[
https://issues.apache.org/jira/browse/HDDS-15120?page=com.atlassian.jira.plugin.system.issuetabpanels:comment-tabpanel&focusedCommentId=18076416#comment-18076416
]
Ivan Andika edited comment on HDDS-15120 at 4/27/26 1:41 AM:
-------------------------------------------------------------
Feasibility Verdict (from AI)
Implementing bucket forks in Apache Ozone is feasible, but not as a small
extension of snapshots.
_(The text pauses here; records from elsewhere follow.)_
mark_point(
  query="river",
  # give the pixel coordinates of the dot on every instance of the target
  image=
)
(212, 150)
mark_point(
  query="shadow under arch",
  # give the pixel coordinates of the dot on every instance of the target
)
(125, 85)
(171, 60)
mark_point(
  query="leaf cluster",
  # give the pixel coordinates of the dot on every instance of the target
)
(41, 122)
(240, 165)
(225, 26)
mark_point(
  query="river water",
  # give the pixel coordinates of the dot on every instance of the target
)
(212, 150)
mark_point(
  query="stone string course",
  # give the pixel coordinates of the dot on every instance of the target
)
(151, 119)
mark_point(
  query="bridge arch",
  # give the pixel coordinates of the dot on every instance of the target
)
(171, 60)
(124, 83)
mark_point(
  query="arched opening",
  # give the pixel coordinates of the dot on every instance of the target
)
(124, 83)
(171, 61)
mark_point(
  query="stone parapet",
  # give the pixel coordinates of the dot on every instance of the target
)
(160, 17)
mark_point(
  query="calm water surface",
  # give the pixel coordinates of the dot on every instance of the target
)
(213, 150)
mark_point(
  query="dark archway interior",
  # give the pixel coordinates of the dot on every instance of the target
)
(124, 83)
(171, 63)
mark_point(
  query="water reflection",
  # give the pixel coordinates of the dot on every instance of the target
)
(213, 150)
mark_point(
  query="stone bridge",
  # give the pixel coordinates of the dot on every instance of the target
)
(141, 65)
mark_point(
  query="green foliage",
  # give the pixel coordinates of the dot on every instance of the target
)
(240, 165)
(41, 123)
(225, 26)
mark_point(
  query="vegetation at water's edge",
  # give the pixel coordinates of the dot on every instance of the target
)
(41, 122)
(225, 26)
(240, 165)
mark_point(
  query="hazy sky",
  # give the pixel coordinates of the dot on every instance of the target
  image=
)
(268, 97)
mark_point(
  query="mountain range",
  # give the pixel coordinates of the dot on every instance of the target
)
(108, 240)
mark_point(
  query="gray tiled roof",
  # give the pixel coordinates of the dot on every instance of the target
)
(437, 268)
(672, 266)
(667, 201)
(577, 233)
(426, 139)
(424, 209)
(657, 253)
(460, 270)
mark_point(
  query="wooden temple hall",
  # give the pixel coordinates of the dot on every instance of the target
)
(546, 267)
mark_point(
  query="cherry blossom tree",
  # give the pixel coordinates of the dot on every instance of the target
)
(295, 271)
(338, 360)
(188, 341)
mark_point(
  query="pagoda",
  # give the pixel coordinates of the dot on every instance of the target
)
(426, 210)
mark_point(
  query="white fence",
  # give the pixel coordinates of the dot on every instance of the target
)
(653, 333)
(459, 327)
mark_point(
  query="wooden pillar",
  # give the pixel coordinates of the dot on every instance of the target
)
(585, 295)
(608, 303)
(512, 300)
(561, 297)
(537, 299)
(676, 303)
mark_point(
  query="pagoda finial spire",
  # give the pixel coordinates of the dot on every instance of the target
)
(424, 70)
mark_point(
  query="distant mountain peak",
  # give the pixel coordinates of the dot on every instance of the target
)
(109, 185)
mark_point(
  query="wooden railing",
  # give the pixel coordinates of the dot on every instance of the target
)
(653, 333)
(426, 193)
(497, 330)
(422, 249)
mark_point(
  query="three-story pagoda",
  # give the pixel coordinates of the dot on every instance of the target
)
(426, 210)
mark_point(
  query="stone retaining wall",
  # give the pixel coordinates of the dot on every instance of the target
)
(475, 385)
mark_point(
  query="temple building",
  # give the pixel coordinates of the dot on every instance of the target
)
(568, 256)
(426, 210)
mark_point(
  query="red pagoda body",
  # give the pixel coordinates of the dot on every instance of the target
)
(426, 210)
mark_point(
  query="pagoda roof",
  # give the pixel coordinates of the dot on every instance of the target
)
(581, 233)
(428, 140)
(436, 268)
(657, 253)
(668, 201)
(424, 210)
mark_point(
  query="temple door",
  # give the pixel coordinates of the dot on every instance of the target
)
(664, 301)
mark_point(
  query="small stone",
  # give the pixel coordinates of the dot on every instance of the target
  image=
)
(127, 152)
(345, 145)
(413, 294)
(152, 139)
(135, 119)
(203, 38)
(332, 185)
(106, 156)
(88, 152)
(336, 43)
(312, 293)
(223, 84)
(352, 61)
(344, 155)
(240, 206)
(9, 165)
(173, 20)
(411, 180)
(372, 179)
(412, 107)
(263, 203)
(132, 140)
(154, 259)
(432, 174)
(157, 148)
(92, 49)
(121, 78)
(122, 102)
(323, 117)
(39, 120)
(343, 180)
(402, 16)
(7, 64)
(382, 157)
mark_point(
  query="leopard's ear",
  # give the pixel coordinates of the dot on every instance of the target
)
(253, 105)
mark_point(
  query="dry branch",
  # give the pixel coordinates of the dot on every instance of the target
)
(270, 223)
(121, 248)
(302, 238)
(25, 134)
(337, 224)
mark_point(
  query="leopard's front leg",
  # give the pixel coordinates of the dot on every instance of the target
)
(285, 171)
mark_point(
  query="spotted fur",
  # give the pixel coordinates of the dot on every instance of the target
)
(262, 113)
A useful prototype is very feasible; a
production-ready, zero-copy, mutable, Git-like bucket fork feature is a major
OM metadata project.
The strongest path is not “make snapshots writable.” Current snapshots are
explicitly read-oriented checkpoint DBs: OmSnapshot wraps metadata reads only,
and checkpoint metadata managers are opened read-only by default in
OmSnapshot.java (line 53) and OmMetadataManagerImpl.java (line 238). Instead,
the best prototype would be a fork bucket that stores only fork-local deltas in
active OM metadata while falling back to a retained base snapshot for unchanged
keys.
Why Ozone Is A Good Fit
Ozone already has the two ingredients forks need:
* Immutable data blocks and snapshot-aware retention. The docs say snapshots
duplicate metadata pointers, not data blocks, and retain blocks while
referenced by the live bucket or snapshots. See Ozone Snapshot docs.
* O(1) snapshot creation is already an explicit design goal in code:
OMSnapshotCreateRequest.java (line 179) avoids key-table walks, and
OMSnapshotCreateResponse.java (line 62) writes SnapshotInfo then creates the
RocksDB checkpoint.
This aligns well with the model in HDDS-15120: fork creation should be cheap,
data should be shared until changed, and forks should isolate agent writes. It
also matches external precedent: Neon branching uses isolated copy-on-write
branches, and Tigris snapshots/forks describes isolated zero-copy bucket forks.
Main Blockers
The hard part is metadata, not data blocks.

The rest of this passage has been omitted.